Onde está a minha hesitação?
Para já reside na diferença entre os projectos: por exemplo, as barragens têm uma bondade estratégica diferente das auto-estradas - Manuela Ferreira Leite fragilizou a sua posição por não ter descriminado entre os projectos, e os ter atacado na totalidade.
(As auto-estradas não convencem-me muito e, da mesma forma, o TGV Lisboa-Porto.)
Depois, resulta do facto de não saber se na apreciação negativa que se faz, por exemplo, do TGV Lisboa-Madrid, se está a dar a devida consideração aos denominados efeitos dinâmicos da oferta - a procura existente não seria suficiente efectivamente para assegurar a rendibilidade da ligação TGV, Lisboa-Madrid, mas a nova oferta, o TGV, poderia criar uma procura muito maior do que a existente, com todos os benefícios daí decorrentes. E o mesmo quanto ao ganho na não-emissão de gases de estufa (relativamente às alternativas do transporte aéreo e rodoviário) e à maior eficiência no uso dos combustíveis fósseis. (No que respeita a estes dois últimos aspectos, o seu custo económico irá crescer de modo sustentado nos próximos anos - disso não tenho dúvidas).

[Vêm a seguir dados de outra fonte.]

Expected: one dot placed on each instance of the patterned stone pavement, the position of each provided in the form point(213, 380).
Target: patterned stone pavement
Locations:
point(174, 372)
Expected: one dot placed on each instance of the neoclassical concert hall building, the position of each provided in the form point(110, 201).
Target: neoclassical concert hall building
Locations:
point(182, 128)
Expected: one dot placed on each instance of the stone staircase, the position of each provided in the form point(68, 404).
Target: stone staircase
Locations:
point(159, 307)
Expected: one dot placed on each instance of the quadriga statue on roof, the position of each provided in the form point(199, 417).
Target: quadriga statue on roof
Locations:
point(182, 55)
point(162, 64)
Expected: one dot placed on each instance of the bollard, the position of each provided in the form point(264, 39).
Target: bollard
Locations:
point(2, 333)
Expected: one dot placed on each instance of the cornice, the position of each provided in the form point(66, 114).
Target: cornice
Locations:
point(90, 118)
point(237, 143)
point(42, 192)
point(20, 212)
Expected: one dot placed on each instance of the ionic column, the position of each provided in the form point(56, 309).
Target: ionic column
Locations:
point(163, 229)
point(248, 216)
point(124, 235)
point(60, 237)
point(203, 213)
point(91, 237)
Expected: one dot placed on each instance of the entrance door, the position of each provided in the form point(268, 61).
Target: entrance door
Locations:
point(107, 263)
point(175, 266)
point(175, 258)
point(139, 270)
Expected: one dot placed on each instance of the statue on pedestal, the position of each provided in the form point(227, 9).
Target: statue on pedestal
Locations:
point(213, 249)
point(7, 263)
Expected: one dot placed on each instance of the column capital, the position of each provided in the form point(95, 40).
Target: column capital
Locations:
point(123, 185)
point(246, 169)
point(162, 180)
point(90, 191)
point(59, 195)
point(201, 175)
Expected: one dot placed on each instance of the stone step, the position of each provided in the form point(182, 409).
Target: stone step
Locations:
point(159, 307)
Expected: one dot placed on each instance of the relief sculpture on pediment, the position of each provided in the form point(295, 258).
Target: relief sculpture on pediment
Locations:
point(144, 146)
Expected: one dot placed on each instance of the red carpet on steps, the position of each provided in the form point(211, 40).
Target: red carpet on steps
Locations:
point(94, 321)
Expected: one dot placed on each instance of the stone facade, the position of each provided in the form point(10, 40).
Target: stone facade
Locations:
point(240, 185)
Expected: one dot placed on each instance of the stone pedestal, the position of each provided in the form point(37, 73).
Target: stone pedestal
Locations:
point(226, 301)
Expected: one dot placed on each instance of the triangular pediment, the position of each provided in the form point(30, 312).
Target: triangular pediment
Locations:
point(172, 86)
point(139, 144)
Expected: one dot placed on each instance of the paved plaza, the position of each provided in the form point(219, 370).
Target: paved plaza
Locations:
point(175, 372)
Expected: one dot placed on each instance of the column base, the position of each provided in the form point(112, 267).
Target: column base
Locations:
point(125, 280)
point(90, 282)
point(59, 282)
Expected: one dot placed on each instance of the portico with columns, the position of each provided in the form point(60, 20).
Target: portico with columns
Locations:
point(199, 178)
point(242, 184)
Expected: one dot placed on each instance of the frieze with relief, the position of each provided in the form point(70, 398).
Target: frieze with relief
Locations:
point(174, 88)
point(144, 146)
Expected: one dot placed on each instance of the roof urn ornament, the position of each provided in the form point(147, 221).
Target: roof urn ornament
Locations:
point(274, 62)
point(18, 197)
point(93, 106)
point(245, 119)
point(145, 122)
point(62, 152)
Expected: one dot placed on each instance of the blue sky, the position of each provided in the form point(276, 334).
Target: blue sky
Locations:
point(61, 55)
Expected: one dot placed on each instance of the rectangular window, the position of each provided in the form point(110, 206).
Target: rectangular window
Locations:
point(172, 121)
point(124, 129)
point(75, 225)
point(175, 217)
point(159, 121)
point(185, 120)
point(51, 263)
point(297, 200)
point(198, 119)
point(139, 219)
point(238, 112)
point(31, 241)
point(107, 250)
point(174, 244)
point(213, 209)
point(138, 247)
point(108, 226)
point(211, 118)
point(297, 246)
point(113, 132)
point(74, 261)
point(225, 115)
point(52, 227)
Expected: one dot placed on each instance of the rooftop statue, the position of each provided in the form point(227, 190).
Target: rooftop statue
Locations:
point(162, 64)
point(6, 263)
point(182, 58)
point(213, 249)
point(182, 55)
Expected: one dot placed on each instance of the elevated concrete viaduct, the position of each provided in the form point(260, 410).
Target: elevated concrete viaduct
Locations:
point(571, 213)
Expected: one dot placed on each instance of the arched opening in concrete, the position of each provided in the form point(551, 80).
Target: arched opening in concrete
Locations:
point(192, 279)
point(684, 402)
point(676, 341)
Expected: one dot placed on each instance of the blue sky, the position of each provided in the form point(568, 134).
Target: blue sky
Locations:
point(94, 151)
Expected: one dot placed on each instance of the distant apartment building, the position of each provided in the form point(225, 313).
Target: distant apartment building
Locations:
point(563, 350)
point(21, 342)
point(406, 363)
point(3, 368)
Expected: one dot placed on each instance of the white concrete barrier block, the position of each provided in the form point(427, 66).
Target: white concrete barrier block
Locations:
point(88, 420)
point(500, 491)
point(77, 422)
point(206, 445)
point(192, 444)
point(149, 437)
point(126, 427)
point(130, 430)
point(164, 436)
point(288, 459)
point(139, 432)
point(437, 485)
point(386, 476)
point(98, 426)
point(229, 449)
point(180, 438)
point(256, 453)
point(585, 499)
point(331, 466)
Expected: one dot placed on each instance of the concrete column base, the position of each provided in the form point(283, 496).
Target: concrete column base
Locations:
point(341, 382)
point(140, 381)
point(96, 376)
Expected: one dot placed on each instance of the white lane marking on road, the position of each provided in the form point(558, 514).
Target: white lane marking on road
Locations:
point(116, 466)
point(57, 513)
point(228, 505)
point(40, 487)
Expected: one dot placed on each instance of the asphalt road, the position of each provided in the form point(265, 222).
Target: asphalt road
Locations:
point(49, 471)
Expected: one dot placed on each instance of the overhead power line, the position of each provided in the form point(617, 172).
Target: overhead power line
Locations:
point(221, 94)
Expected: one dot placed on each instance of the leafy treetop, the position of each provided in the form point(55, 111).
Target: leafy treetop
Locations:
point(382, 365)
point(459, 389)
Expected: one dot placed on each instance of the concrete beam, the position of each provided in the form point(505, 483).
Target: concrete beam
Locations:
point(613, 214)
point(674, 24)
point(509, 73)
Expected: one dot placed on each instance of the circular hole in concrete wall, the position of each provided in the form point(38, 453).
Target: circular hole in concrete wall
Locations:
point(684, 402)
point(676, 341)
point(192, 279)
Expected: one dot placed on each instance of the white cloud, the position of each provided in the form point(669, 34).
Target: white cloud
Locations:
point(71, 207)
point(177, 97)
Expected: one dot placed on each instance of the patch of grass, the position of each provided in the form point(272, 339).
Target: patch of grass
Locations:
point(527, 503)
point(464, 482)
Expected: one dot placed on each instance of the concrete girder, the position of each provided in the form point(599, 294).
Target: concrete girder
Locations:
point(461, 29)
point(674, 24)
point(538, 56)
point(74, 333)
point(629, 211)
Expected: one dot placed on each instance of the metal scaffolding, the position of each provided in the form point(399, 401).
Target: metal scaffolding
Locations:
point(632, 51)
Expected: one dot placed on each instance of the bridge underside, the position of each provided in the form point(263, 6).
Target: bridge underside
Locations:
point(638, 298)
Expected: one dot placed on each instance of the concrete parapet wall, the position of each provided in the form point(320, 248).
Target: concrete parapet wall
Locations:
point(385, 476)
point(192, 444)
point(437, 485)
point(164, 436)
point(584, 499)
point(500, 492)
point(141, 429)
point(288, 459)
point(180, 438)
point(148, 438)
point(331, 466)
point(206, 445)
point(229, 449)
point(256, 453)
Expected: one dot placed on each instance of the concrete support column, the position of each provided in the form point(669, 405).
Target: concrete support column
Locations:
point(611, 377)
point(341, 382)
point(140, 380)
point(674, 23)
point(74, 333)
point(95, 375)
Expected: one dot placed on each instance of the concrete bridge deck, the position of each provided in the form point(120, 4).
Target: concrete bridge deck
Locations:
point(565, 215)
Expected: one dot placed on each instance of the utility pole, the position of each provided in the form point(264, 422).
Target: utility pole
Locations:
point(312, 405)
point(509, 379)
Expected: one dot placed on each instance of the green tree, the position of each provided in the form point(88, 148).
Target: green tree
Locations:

(Será que estes resultados se poderão obter com uma possibilidade de transporte ferroviário de alta velocidade que não o TGV? Campos e Cunha deu-o a entender na conferência que fez em Ponta Delgada - ver aqui.)
Por isso, eu gostaria mesmo era de ter resposta a estas perguntas:
- Cada um destes projectos justifica-se em termos duma análise custo-benefício que integre todos os aspectos (*) ?
- Admitindo que a bondade de um dado projecto X seja validada por aquela análise custo- benefício, será que o custo de oportunidade do agravamento do endividamento externo nele implicado é de tal monta que deva impossibilitar a sua concretização?
- Ou, em alternativa, a bondade do projecto é de tal monta, que não haveria remédio se não concretizá-lo com o custo de oportunidade em termos de agravamento do endividamento externo (que não pode nem deve ser ignorado) a ter de ser compensado noutros domínios e de outro modo?
Naturalmente, em tudo isto, não se pode esquecer o quadro onde os políticos e os Governos se movem, e este não é susceptível de ser reconduzido à estrita racionalidade (quando bem feitas) das análises custo-benefício: há que gerir interesses, expectativas, incentivos, compromissos. Veja-se, por exemplo, Manuela Ferreira Leite questionada sobre a auto-estrada de ligação a Trás-os-Montes, a afirmar que, quanto a essa, estava de acordo (neste quadro de condicionalismos, cheira-me que essa seria uma infraestura que poderia ser adiada - mas, como é óbvio, não sou dos Trás-os-Montes). Daí a importância de consagrar regras de actuação que assegurem maior transparência, maior liberdade de actuação dos próprios políticos face àquele quadro de condicionalismos - os grandes projectos (há muita gente a defendê-lo) deveriam ser sustentados na sua escolha à elaboração de livros brancos feitos por comissões independentes e tecnicamente qualificadas e sujeitos à discussão pública.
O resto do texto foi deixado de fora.